(Disclaimer 1: Originally written in Mandarin, translated to English, checked, and re-organized by Sonnet 4.6.)
(Disclaimer 2: This isn't a self-help piece. No frameworks, no takeaways you're supposed to screenshot. If you're here for actionable insights, this probably isn't for you. If you're tired of being lectured at, stay.)
The last piece I wrote touched on AI as a catalyst, on how it helped me refocus on what I actually care about. But I glossed over the harder part: what it actually took to get there.
Before February, concentration wasn't even in my vocabulary. My entire work identity was built on multitasking, fast collaboration, constant context-switching, outside of work — networking, entertainment, doomscrolling, more doomscrolling.
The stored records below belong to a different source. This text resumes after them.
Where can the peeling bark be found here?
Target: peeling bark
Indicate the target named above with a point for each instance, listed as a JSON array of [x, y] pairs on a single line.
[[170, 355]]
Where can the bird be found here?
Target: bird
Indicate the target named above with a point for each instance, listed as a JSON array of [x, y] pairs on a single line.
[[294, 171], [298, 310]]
I loved the pace. I genuinely did. But the human brain has its limits, and mine hit them hard.
Too many nights staring at the ceiling until dawn. Closing the laptop and feeling completely hollow. Losing the thread of conversations with people I cared about — unable to remember what we'd talked about, what mattered to them, what I'd said.
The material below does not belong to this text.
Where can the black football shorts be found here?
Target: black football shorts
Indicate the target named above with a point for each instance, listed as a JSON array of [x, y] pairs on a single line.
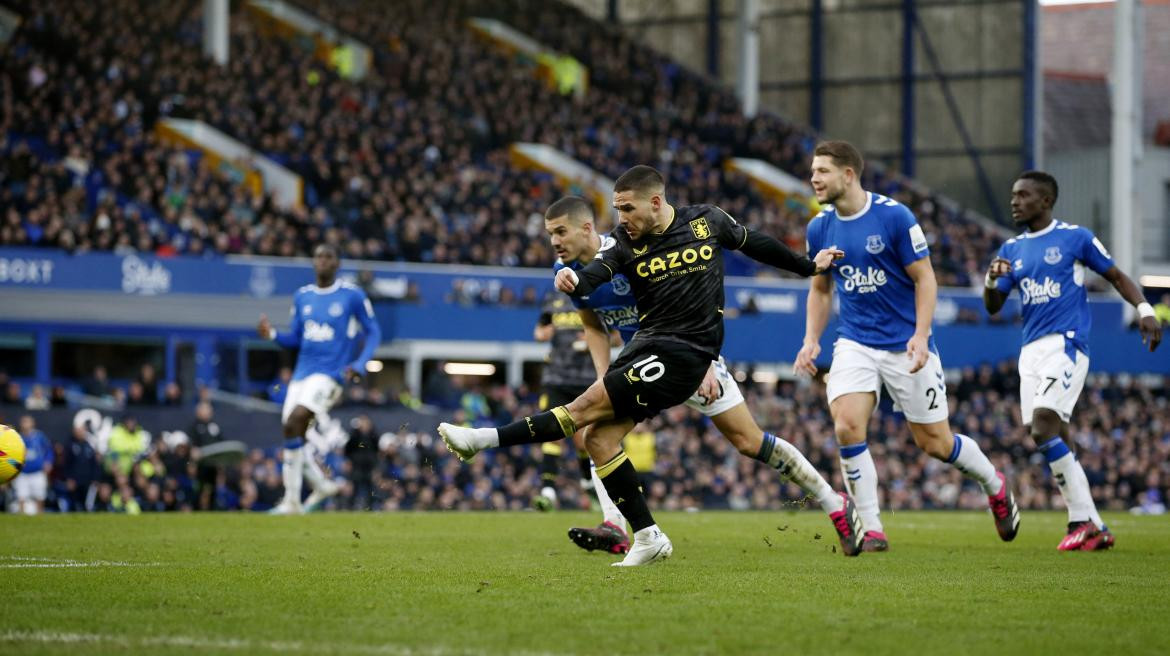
[[652, 375]]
I eventually called it what it was: a disaster. I couldn't imagine surviving my own career past 40 at that rate. So I went to a temple in Thailand.
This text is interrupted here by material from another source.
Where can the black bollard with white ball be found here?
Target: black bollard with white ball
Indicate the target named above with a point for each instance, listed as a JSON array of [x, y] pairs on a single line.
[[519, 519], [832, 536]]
I wasn't sure if I was supposed to go with a goal. But I had one: I want to take back control of my own attention.
What nobody tells you about temple life
No talking. No notes. No exercise. No cleaning. Basically, no output of any kind. It forces you to sit with yourself — your unresolved questions, your uglier parts, your old wounds. The pain was physical. I ran a fever. My stomach cramped more times than I could count.
Every night, about twenty minutes before sleep, there was time to speak with the abbot. I only clearly remember what I said on the first night — at my most broken, most raw:
"I feel like an animal."
He didn't give me advice. He said: "This is part of the journey."
I asked: does everyone go through this?
"This is part of the journey," he said again. "Your journey."
Theravada Buddhism drew me in partly because of this — its emphasis on personal pursuit over universal prescription.
I sat with that for three days before it landed. He never said it was a necessary part of the journey. Just that it was part of mine — the distinction between the path and your path.
From how to why
The first half of my time there was about how to concentrate. The second half became something harder: why concentrate?
What do I actually care about? What am I concentrating on?
Once I had a reason, concentration stopped being something I chased. It just showed up.
I'm lucky. I love what I do. I love the version of the world I'm trying to work toward. I love the people in my life.
Now I can finish work with full focus, and actually stop when I need to rest. I can sit with something complex and learn without my attention splintering. I can be present with people I care about in the time we actually have.
That's enough.
Knowing why — that's enough.
A few things worth asking yourself, before anything else:
Why use AI. Why concentrate. Why work hard. Why work at all. Why love someone.
Notice these are verbs. They're not reasons, they're results. The reason lives underneath.
This is your journey. What's it for?